Lifting a unitary to a partial isometry

Question

What is an example of a unital $C^*$-algebra $A$ and an ideal $I$ such that some unitary element in $A/I$ cannot be lifted to a partial isometry in $A$? Or can it be shown using general properties of unitaries and partial isometries that existence of such a lift forces certain necessary conditions? I read that such a lift does not exist in general but I cannot think of an example.

Answer 1

Suppose that the ideal $I$ is projectionless. If a partial isometry $v\in A$ maps to a unitary, it means that $1-v^*v\in I$, but $1-v^*v$ is a projection, impossible.

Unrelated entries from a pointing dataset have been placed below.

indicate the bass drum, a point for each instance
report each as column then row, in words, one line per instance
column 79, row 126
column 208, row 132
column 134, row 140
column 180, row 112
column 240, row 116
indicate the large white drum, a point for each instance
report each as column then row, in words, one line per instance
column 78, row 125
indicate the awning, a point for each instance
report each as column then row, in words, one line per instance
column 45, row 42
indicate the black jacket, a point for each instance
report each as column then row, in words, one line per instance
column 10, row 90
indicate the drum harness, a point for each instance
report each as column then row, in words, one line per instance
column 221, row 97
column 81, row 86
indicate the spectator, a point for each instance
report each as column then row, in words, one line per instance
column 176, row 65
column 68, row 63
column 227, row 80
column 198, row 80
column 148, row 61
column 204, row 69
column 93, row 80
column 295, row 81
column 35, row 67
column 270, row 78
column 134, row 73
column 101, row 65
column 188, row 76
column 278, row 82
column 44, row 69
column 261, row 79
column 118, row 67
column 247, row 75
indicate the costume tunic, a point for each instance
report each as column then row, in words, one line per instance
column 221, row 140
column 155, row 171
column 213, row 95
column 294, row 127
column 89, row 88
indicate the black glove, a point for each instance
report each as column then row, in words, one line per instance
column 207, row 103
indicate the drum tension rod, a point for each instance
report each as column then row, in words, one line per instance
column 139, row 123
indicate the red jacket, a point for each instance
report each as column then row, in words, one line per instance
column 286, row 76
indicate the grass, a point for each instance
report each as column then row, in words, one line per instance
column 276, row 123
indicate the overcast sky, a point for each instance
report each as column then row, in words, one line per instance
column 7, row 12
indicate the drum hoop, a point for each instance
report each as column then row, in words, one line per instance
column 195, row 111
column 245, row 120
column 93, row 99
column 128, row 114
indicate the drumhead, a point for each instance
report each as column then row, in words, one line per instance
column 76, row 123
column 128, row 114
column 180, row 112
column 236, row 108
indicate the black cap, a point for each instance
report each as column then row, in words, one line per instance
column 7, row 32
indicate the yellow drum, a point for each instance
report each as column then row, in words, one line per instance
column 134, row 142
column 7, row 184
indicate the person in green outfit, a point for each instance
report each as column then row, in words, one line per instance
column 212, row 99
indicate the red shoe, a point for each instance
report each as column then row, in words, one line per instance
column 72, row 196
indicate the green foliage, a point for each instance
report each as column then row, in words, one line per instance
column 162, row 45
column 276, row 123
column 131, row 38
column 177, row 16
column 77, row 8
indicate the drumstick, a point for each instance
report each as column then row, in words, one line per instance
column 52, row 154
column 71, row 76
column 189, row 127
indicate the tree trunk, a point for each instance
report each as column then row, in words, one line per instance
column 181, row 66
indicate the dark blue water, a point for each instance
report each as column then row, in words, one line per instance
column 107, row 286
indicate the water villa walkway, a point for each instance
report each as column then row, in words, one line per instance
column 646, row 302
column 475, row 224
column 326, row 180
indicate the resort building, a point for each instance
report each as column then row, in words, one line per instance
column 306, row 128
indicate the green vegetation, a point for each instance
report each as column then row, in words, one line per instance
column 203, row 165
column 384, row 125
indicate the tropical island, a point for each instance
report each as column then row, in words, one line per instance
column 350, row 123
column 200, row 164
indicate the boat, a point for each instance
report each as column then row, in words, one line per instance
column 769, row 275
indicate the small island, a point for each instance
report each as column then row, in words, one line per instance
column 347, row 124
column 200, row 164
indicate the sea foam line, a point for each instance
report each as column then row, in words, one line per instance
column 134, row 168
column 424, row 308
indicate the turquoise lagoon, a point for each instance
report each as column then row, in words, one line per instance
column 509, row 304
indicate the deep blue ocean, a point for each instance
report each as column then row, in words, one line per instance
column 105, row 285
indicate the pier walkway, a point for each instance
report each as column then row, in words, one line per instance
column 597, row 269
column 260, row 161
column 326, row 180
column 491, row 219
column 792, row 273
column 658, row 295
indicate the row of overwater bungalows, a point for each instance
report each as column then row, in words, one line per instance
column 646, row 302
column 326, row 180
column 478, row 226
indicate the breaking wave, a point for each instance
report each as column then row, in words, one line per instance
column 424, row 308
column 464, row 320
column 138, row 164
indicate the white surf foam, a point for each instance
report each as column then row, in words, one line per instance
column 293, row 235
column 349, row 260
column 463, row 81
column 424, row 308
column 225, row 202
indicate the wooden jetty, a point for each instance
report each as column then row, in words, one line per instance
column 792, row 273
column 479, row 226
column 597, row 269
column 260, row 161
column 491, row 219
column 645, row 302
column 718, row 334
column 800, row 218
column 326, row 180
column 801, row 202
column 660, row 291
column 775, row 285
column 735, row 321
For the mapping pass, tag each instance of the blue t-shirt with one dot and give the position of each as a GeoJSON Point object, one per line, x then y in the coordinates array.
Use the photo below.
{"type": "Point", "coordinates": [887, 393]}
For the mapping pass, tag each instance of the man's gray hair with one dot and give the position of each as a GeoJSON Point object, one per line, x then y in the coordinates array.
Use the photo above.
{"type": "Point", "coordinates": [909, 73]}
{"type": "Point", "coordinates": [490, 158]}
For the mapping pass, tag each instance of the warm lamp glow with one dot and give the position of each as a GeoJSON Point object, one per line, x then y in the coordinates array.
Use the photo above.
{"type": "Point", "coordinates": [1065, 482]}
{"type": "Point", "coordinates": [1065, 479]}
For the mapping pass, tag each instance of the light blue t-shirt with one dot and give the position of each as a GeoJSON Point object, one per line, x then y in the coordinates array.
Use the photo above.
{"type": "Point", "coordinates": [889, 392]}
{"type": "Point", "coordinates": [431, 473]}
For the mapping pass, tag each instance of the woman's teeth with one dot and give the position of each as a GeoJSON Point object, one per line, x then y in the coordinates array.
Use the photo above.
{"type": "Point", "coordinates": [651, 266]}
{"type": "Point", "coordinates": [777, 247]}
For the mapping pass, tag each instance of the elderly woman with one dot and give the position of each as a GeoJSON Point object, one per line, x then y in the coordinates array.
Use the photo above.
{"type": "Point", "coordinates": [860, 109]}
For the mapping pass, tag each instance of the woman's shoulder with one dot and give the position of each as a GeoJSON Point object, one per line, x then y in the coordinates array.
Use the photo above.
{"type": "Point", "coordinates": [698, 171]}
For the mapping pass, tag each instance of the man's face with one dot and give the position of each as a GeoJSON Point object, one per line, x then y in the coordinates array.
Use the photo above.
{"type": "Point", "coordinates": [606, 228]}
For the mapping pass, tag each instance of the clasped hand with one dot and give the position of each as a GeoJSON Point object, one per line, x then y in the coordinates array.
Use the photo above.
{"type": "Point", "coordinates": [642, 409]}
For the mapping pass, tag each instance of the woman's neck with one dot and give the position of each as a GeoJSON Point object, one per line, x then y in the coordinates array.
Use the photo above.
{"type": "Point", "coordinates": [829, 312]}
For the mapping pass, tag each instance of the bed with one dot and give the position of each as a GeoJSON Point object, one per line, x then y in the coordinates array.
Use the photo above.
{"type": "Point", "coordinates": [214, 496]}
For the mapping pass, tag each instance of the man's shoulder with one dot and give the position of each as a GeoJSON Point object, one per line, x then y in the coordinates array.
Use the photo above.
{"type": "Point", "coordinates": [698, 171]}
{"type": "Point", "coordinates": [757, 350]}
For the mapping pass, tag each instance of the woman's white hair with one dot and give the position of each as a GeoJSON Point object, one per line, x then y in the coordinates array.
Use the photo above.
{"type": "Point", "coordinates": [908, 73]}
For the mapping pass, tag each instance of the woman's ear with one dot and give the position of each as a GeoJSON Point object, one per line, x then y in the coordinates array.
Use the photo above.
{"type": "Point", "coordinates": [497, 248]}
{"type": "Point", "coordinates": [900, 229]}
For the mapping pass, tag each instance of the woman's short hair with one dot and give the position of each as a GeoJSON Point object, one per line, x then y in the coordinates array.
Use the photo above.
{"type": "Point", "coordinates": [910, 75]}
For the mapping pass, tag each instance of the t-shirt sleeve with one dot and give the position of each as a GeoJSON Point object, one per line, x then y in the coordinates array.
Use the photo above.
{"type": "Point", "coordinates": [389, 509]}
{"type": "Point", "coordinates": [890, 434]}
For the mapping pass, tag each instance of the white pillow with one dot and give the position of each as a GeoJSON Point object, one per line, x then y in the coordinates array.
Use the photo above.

This situation can be achieved for instance when $A=C(X)$, $I=C_0(X)$ for some compact subset of $\mathbb C$.

Answer 2

Let $\mathbb T$ be the circle and $\mathbb D$ the disc. The canonical unitary in $C(\mathbb T)$ does not lift to a partial isometry in $C(\mathbb D)$: such a lift would automatically be unitary, violating Brouwer's fixed-point theorem.

The following is true, however (see Lemma 9.2.1 in Rordam-Larsen-Laustsen):

Let $A$ be unital and $u\in A/I$ a unitary. Then $a\oplus 0\in M_2(A/I)$ lifts to a partial isometry in $M_2(A)$.